Dr. Robert Dehghan | Co-Author and COO of ISTARI
Measuring firm-level AI adoption with webAI
Patent filings track technological inventions. They offer no insight into the subsequent dispersion of these technologies. In order to understand the firm-level adoption of Artificial Intelligence the researchers rely on the ISTARI webAI approach. For this study, the website texts from 2.47 million German companies were retrieved for each year between 2012 and 2023 and classified according to ISTARI’s AI Intensity scoring. This score reflects how central Artificial Intelligence is to a firm’s business model. It is based on an award-winning scientific methodology. More information on this, and other webAI indicators, can be found here.
Firm-level AI adoption is linked to lower industrial energy consumption
When mapped over time, the first noticeable AI adoption among German firms appears in 2018 in Berlin, Munich and the Rhine-Neckar region.
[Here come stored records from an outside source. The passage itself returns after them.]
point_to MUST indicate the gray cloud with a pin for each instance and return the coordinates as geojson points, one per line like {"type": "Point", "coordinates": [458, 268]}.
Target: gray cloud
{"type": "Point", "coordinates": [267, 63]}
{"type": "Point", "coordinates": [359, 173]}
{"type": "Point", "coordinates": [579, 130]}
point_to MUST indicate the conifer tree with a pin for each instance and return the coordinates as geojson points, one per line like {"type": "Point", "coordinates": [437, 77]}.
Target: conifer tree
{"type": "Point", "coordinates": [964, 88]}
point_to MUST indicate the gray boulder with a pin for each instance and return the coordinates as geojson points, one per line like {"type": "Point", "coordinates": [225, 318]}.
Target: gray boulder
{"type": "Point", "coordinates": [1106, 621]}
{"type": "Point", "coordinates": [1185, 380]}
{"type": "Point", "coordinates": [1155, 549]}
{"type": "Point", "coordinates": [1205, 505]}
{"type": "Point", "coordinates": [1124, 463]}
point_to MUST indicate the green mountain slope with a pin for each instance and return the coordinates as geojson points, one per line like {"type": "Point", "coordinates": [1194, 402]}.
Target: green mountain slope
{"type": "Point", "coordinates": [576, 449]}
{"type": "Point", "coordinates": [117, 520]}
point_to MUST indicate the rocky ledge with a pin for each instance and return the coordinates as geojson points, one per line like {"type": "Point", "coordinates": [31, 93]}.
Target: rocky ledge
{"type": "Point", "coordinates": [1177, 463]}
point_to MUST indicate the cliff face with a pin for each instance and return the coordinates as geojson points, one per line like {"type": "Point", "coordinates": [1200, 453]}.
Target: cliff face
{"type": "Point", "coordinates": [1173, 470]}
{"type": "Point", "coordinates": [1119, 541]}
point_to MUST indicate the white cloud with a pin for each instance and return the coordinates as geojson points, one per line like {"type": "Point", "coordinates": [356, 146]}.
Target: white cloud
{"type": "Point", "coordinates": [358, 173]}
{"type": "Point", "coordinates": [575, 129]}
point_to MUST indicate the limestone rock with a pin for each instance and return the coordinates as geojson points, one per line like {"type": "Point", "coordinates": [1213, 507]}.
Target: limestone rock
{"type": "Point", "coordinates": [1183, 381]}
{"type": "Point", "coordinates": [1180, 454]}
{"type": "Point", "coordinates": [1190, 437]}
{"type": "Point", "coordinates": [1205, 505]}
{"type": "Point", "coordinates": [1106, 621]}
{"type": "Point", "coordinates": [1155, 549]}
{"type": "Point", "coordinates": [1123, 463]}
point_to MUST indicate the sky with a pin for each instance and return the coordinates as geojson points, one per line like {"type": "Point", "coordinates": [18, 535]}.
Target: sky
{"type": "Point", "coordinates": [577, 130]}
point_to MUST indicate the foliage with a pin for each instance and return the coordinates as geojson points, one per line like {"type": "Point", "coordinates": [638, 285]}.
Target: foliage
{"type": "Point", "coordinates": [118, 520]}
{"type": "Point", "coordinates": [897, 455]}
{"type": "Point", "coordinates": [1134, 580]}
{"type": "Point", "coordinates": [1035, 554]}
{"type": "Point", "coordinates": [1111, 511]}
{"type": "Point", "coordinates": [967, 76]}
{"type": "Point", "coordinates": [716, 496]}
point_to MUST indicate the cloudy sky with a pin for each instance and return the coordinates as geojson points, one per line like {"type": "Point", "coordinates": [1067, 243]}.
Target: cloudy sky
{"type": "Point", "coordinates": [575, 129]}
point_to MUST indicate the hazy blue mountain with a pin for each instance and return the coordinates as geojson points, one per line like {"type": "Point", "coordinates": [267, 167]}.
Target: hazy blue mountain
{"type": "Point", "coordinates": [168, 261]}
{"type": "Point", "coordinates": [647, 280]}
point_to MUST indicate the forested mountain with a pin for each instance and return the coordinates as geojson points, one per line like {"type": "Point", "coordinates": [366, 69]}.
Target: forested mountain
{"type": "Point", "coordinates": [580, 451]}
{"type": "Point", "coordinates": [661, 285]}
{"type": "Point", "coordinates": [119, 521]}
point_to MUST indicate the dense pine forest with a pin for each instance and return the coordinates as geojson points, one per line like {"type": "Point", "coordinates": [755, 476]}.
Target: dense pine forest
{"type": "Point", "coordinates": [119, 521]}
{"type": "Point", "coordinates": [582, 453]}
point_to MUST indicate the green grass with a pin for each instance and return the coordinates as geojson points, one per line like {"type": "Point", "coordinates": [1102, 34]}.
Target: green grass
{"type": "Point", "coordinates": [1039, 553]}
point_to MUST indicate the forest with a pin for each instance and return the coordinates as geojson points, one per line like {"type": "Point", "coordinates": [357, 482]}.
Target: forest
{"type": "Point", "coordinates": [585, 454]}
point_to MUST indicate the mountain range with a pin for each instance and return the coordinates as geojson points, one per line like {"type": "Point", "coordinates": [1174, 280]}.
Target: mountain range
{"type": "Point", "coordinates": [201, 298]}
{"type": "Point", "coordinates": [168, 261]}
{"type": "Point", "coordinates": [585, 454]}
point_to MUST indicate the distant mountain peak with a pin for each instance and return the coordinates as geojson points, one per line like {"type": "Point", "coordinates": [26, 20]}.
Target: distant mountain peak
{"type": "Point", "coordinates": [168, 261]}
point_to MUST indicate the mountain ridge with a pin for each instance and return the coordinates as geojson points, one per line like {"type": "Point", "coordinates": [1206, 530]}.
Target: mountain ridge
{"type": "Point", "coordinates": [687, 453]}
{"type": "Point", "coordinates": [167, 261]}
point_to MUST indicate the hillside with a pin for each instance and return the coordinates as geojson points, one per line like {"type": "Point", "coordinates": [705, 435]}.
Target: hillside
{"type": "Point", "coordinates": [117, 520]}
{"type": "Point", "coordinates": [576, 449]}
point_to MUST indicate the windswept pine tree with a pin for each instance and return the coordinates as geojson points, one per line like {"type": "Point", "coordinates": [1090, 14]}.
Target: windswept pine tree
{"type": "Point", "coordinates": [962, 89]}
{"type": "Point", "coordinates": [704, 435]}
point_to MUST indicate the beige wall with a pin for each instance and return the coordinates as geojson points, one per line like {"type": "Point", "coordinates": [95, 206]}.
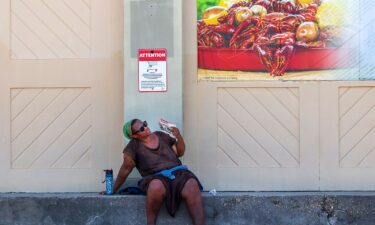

In the following years, the technology gradually diffuses across the German economic landscape, with these urban hotspots of AI activity still clearly visible.

The study shows regions with a higher AI adoption among firms to have significantly lower industrial energy consumption – a 0.1 percentage point increase in regional AI adoption being associated with a 0.183 percent average decrease in energy usage across the entire study period. This effect, however, is not stable over time: The year 2018 is generally regarded as a crucial inflection point in the diffusion of Artificial Intelligence and its commercial application. And indeed, when researchers compare the pre-2018 to the post-2018 observations, the energy savings drop from 0.974 percent to 0.194 percent.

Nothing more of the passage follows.